For Monica Anderson, the push to create Black Women’s Health Month started not with a campaign, but with a heartbreaking loss.
After losing her infant son at birth and later suffering a miscarriage, Anderson looked for support but found few resources for grieving Black families. Instead of accepting this, she started Remembering Cherubs to help families find the support they need.
As Anderson continued her work, she realized the problem was even bigger than she first thought.
“I realized pregnancy and infant loss were just one part of a much larger crisis,” Anderson said. “Black women are more than twice as likely to have a stillbirth and three times more likely to die from pregnancy-related complications than white women. But the disparities don’t stop there.”

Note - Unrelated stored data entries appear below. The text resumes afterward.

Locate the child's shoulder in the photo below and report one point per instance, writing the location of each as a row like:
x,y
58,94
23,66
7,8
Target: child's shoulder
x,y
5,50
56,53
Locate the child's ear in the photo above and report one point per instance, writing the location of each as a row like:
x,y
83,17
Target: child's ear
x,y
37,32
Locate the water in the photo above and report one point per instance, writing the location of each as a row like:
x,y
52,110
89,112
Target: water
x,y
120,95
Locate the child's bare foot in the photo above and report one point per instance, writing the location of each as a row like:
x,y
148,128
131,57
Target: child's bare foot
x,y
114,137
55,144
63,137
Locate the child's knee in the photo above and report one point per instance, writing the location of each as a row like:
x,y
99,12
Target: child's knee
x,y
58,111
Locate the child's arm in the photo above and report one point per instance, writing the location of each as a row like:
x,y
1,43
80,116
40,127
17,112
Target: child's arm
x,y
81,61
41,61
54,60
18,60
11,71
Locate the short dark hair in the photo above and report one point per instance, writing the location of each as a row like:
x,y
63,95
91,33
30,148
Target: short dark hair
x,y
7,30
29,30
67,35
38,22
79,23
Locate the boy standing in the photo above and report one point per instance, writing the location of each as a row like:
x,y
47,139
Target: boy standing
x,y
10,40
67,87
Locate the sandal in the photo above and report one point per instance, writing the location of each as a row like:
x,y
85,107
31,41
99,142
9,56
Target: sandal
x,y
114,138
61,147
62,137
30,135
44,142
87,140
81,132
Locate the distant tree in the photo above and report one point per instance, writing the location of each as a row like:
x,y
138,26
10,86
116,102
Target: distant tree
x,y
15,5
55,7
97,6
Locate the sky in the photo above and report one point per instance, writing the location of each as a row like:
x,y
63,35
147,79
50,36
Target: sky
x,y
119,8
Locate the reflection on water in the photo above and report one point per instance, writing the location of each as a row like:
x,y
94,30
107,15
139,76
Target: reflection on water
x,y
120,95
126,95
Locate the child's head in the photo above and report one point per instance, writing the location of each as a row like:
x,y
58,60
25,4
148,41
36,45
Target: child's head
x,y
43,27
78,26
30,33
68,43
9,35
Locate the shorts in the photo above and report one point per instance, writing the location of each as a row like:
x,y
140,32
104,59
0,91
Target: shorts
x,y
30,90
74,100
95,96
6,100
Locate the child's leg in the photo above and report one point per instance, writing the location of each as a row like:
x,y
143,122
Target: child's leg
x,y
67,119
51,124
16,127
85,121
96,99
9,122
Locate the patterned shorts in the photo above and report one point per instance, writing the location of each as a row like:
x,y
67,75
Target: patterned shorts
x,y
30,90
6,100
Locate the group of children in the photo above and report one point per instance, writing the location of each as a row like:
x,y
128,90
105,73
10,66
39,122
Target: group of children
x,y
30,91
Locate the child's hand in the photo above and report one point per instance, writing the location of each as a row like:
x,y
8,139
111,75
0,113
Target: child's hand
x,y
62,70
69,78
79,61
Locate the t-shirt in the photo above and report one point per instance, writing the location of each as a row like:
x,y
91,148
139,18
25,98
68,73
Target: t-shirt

Now, Anderson is leading an effort she hopes will grow beyond Detroit. She wants Black Women’s Health Month to become an annual movement that raises awareness about health inequities Black women face and builds community-based solutions.
“This work began as more of a wound than a movement,” she said.
Anderson believes the problem isn’t biological, but systemic.
“Black women’s bodies are not the problem,” she said. “These disparities are largely preventable. They’re rooted in systemic racism, historic discrimination, food deserts, medical mistrust, and not being listened to in healthcare settings.”
Anderson says that while awareness months often pass quickly, Black Women’s Health Month gives people a real chance to keep important conversations going all year.
“The data tells a story that goes unheard the other eleven months of the year,” she said. “Black Women’s Health Month is how we say, out loud and together, our health matters.”
The movement starts on Saturday, Aug. 1, with Talk It Out, Walk It Out at the Charles H. Wright Museum of African American History. This free event brings together education, movement, conversation, and wellness activities for Black women.
Hosted by WDIV Local 4’s Tati Amare, this year’s event centers on the theme “Healing for the Culture.”
People who attend can join a community conversation, take part in an awareness walk, try mini-workshops, watch healthy food demos, shop from Black-owned vendors, and enjoy a month of health events across Metro Detroit. Each participant gets a Health Passport to help them connect with presenters and learn about topics like reproductive health, chronic disease prevention, mental wellness, and digital health.
“We’re expanding access points all over the city so a woman can find a way to engage near her all month long,” Anderson said.
Anderson believes that community is at the center of this effort, and it’s something modern healthcare can’t replace.
“Community is medicine,” she said. “When we gather, we share information that can save lives. We trade the names of doctors who actually listen. We learn that the symptoms we’ve been quietly enduring are worth taking seriously.”
She thinks healing often starts when you realize you’re not alone in what you’re going through.
“So much of what harms us is isolation,” Anderson said. “Every part of Talk It Out, Walk It Out is designed to turn strangers into a support system.”
This idea goes beyond just the event.

Anderson knows many Black women are used to putting others first. She isn’t asking for big changes, but instead encourages small, steady acts of self-care.
“Schedule the appointment you’ve been putting off. Take one walk. Ask one question at your next doctor’s visit,” she said. “Prioritizing your health is not a single grand gesture; it’s a series of small, stubborn acts of self-respect.”
In the end, Anderson wants the movement to spread well beyond Detroit.
She imagines a future where Black women don’t have to fear going to the hospital to give birth, where chronic illnesses are found early and not ignored, and where preventable health gaps are a thing of the past.
“I started this journey in the most painful way imaginable,” she said. “If that pain can be transformed into a movement that helps other women live longer, healthier, more supported lives, then his memory is doing extraordinary work in this world.”
For Anderson, this work is just getting started.
She hopes Black Women’s Health Month will grow from a Detroit project into a statewide and then national movement. Her goal is for future generations of Black women to have better health than those before them.
“This is just the beginning,” she said. “The disparities Black women face are a national crisis, and they demand a national response.”